Avant de dévoiler les lauréats de la 12e édition de la Queer Palm, son président-fondateur Franck Finance-Madureira a accepté de répondre à nos questions. L’occasion d’évoquer avec lui les nommés de cette année, son amour pour un cinéma libre et le Queer Palm Lab., un nouveau programme de mentorat annuel qui se veut un soutien à cinq longs métrages queer venus du monde entier.
En quelques mots, est-ce que tu pourrais nous résumer ton parcours ?
A 7 ans, j’ai décidé que j’allais être critique cinéma, en gros (Rires). En tout cas j’ai tout fait pour : j’ai fait une école de journalisme après le Bac, à Tours, j’ai travaillé tout de suite après, j’ai fait un stage de fin d’études dans une revue de cinéma qui n’existe plus, Le Mensuel du cinéma (1992-1994, ndlr.) Ça m’a mis le pied à l’étrier et j’ai commencé à piger. Vers 22-23 ans, j’ai commencé à trouver que c’était un milieu assez dur. J’ai pris un peu de recul et j’ai bossé dans la com’ pendant un temps. Et à un moment j’ai craqué, j’ai lâché la sécurité des belles missions que j’avais pour revenir à mes premières amours et à la critique cinéma.
Et ces dernières années ?
J’ai créé la Queer Palm en 2010. Avant ça avec Ava Cahen (nouvelle Déléguée générale de la Semaine de la Critique, ndlr) qui est vraiment ma partenaire professionnelle depuis le magazine Clap, on a créé la revue FrenchMania — en ligne depuis 5 ans et en kiosque et en librairie tous les 6 mois.
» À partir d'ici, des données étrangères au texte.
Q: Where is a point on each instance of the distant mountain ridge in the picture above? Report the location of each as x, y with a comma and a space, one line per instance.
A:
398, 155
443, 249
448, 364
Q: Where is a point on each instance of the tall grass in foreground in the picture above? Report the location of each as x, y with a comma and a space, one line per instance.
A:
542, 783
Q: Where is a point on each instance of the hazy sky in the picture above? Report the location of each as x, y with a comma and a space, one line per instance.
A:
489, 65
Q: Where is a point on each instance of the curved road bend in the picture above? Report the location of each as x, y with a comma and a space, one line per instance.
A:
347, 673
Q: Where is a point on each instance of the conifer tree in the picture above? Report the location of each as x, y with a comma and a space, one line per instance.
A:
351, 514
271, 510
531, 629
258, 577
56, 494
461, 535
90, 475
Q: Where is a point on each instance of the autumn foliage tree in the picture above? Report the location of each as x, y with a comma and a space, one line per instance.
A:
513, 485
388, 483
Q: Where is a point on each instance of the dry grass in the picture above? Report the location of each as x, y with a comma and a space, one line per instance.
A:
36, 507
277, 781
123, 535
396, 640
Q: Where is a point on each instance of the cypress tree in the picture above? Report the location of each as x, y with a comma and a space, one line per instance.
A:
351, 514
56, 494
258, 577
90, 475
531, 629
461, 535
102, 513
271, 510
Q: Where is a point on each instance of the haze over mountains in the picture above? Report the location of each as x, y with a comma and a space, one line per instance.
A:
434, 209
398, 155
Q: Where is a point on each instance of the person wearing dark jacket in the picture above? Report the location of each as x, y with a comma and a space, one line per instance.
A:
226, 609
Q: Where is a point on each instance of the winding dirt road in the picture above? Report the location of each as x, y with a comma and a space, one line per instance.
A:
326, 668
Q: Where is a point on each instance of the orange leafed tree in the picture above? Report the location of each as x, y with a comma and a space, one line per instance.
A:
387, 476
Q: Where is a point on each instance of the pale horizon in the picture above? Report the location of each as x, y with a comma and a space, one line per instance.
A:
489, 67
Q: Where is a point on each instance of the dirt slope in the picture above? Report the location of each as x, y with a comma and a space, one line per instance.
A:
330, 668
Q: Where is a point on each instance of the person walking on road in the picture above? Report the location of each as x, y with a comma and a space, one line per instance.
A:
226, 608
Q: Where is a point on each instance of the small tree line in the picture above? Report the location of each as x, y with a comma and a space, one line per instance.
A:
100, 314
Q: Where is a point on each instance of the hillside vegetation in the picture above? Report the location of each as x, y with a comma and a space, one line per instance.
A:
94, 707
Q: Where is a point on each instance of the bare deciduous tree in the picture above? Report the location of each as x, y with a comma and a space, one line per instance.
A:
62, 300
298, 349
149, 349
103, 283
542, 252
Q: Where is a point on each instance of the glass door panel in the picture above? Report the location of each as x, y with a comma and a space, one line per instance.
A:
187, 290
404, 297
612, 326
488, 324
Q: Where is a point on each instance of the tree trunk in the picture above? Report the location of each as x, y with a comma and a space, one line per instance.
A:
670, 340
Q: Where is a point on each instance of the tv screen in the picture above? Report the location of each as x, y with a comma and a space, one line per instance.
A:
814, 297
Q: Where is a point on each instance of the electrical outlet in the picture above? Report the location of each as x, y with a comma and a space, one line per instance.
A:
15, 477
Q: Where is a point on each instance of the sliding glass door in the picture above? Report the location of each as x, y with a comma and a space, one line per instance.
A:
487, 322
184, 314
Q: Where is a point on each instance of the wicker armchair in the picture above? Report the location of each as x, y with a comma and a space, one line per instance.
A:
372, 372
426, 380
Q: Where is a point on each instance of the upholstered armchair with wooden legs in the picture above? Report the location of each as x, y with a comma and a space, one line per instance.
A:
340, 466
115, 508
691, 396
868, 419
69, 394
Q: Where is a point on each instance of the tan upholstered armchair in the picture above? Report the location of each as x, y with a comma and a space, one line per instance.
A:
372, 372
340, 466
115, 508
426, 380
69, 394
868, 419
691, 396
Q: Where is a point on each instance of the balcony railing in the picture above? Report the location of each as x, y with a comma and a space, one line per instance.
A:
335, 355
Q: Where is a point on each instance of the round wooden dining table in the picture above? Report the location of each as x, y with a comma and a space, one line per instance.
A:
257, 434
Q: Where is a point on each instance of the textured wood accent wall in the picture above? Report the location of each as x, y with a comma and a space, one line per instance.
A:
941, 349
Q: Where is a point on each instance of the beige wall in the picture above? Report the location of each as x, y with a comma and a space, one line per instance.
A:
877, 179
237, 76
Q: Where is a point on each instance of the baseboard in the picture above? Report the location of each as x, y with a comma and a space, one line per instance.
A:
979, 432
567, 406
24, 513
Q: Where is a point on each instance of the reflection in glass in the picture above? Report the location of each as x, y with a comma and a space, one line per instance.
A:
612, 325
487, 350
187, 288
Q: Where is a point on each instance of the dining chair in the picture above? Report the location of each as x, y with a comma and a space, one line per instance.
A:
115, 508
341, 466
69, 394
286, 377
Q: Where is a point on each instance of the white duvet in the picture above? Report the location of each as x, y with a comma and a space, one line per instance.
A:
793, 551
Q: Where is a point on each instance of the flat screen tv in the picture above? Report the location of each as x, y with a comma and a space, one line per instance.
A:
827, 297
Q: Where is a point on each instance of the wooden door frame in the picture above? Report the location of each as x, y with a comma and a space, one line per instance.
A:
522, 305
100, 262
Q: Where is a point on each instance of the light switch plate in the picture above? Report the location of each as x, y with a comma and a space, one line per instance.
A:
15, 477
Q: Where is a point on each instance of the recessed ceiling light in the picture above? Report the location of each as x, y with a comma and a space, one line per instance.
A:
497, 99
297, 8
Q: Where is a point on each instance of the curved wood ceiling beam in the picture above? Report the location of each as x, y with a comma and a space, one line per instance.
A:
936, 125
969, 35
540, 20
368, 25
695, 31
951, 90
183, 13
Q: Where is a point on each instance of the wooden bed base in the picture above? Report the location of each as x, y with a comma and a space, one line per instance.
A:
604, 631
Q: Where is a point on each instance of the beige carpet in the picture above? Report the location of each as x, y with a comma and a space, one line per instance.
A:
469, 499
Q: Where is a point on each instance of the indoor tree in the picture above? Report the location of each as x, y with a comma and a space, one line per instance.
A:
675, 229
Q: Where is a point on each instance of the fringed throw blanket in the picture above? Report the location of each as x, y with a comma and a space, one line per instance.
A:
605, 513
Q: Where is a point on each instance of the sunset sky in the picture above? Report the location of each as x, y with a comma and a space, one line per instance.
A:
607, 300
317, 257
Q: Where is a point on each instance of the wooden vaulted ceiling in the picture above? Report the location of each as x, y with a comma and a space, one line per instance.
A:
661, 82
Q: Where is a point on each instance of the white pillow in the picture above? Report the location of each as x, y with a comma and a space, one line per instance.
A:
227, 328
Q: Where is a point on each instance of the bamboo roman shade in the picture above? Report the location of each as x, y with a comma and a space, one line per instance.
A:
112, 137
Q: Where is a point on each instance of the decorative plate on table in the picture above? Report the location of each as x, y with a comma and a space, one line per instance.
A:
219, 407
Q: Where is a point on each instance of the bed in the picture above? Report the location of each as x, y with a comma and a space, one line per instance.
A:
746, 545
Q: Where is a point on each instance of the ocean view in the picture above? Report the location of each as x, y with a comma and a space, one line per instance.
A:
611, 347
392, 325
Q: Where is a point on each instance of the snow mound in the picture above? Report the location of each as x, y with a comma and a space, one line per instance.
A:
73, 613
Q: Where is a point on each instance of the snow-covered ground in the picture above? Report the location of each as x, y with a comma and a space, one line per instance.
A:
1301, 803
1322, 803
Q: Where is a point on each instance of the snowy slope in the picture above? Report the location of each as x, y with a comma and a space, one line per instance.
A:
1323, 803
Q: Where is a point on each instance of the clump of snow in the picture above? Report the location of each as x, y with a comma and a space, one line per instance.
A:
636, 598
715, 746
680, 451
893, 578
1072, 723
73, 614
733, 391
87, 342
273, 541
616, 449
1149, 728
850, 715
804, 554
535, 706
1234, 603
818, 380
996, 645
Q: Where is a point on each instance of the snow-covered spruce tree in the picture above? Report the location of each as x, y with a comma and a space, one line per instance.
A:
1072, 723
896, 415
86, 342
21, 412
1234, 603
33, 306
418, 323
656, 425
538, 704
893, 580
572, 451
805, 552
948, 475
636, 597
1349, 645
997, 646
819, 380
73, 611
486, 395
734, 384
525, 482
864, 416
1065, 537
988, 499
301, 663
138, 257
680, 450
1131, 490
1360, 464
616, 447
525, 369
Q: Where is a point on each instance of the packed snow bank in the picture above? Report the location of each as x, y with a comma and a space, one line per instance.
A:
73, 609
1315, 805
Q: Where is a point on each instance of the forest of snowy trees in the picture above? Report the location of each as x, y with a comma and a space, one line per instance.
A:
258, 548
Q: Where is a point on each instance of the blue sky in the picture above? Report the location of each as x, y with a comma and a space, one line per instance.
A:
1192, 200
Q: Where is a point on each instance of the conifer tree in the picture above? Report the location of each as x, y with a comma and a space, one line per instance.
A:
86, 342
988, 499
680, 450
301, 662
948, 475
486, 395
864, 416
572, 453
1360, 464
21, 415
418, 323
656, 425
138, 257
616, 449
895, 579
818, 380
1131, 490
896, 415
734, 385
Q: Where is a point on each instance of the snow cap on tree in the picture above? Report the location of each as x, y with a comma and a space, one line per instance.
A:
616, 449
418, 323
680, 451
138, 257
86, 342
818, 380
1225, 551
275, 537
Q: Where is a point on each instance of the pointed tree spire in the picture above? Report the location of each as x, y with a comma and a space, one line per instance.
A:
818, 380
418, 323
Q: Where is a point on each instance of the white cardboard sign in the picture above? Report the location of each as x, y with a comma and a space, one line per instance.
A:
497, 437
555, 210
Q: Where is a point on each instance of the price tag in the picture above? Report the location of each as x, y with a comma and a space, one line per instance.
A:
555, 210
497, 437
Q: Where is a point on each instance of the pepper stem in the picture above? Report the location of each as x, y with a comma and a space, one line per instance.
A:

Le numéro 3 est sorti le 15 mars de cette année et on prépare le numéro 4 pour le 25 septembre. J’ai aussi bossé pour Komitid et depuis un an, j’écris pour TÊTU, autant pour le web que pour le papier. Et ici à Cannes, j’ai ma chronique sur les films de la Queer Palm.
Quels sont tes rapports avec le Festival ? Se sont-ils améliorés ?
On a de super rapports avec la Semaine de la Critique, avec la Quinzaine des Réalisateurs et avec l’ACID — avec qui on a des discussions en amont sur les films sélectionnés. On a de très bons rapports avec les équipes du Palais, mais on n’a toujourspas de reconnaissance officielle du Festival. C’est peut-être la seule chose qui manque…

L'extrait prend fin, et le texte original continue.